Computers could be our best weapon to fight the flu

"Computer simulation, when done very well, with all the right physics, reveals a huge amount of information that you can't get otherwise," Gregory Voth says. "In principle, you could do these calculations with potential drug targets and see how they bind and if they are, in fact, effective." (Credit: Dennis van Zuijlekom/Flickr)

We rely on drugs to treat the flu. Unfortunately many are becoming less effective due to viral evolution.

Now scientists are using computer simulations to see how the virus replicates, and those results may give drug designers the insight they need to develop more powerful flu therapies.

“It’s very hard to design a drug if you don’t understand how the disease functions,” says Gregory Voth, professor of chemistry at the University of Chicago.

The influenza drug Amantadine is a bulky organic compound originally designed to treat influenza A by blocking proton flow through the M2 channel, one of the few proteins that are targets for antiviral therapies.

“The proton flow is essential for influenza viral replication,” says Voth, who also is director of the Center for Multiscale Theory and Simulation. Unfortunately, subsequent mutations in different forms of the flu have changed the ability of Amantadine to bind to the M2 protein. “There’s a big, worldwide push to find new drugs that will block this or other influenza proteins,” Voth says.

“Dr. Voth and his colleagues have simulated the process of proton transfer through the M2 channel and the effects of mutations that cause resistance to drugs that block this channel at a level of detail not previously possible,” says Peter Preusch of the National Institutes of Health’s National Institute of General Medical Sciences, which funded the research.

“This work helps expand the methods for molecular simulation available to researchers and may eventually lead to new and better drugs to treat influenza infections.”

Info you ‘can’t get otherwise’

The team conducted extensive multiscale simulations of proton permeation, a critical step in viral replication, through the M2 channel from influenza A.


The simulations enabled them to visualize this process at three interconnected scales, from the electronic (the smallest), to the molecular (intermediate), to the mesoscopic (the largest). The capability of the technique was demonstrated by last year’s Nobel Prize in Chemistry, which was awarded to three scientists “for the development of multiscale models for complex chemical systems.”

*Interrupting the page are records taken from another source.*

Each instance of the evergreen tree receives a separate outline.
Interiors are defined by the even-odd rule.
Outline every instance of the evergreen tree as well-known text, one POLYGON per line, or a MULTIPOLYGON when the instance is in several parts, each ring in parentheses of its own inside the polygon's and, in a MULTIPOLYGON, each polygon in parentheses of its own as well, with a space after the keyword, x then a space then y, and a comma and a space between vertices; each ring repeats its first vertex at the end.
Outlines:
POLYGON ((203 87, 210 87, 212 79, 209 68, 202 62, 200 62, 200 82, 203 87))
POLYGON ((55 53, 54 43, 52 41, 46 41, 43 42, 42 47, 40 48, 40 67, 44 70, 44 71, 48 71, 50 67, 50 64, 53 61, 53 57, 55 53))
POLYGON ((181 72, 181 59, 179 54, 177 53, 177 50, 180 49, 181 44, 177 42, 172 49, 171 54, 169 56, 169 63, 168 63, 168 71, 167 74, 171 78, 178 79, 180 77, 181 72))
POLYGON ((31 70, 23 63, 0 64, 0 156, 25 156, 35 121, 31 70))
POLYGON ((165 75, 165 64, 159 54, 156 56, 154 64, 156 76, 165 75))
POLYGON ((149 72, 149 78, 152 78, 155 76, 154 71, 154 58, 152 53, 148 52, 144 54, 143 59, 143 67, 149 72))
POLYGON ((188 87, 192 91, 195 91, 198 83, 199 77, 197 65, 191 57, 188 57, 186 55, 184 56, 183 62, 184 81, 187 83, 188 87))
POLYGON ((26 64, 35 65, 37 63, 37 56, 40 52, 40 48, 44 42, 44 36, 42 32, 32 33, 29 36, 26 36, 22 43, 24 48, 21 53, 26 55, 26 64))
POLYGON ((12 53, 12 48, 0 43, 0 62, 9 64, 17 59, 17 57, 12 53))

“Computer simulation, when done very well, with all the right physics, reveals a huge amount of information that you can’t get otherwise,” Voth says. “In principle, you could do these calculations with potential drug targets and see how they bind and if they are, in fact, effective.”

The flow of protons through the watery M2 channel is a complex process, one involving many phenomena, including the making and breaking of chemical bonds. Scientists have attempted to simulate this process computationally for more than 20 years to understand how it works, but only now has the feat been achieved. No other experimental or simulation technique is capable of examining the proton flow process in such detail.

Scientists have, however, succeeded in experimentally producing mutations of different parts of the M2 protein. The team’s simulations of the protein’s dynamics not only agree with those experimental data, which validates the results, but also explains the effects of these mutations, one of which is a dominant cause of drug resistance.


To reach such significant conclusions, the team tapped the power of four high-performance computer clusters. Principal among these was the Midway high-performance computing cluster at the University’s Research Computing Center. The Midway cluster worked various aspects of the problem continually for an entire year under the watchful guidance of Ruibin Liang, a graduate student in chemistry and the study’s lead author.

But the team also needed clusters at the Texas Advanced Computing Center at the University of Texas at Austin, the San Diego Supercomputer Center at the University of San Diego, and the Department of Defense High Performance Computing Center in Vicksburg, Miss.

“This was a huge amount of work, so I used every resource available. Professor Voth devoted a lot of machine time to this project,” Liang says.

More work lies ahead for Voth and his team, including trying to make the simulation process run more quickly, explaining the effects of drug resistant mutations, and targeting other forms of influenza.

According the Liang, the stage has been set and the work is underway to reveal the proton permeation mechanism in influenza B, another form of the flu that has a different M2 channel and is entirely resistant to drugs like Amantidine.

National Institutes of Health supported the research, which was reported in PNAS.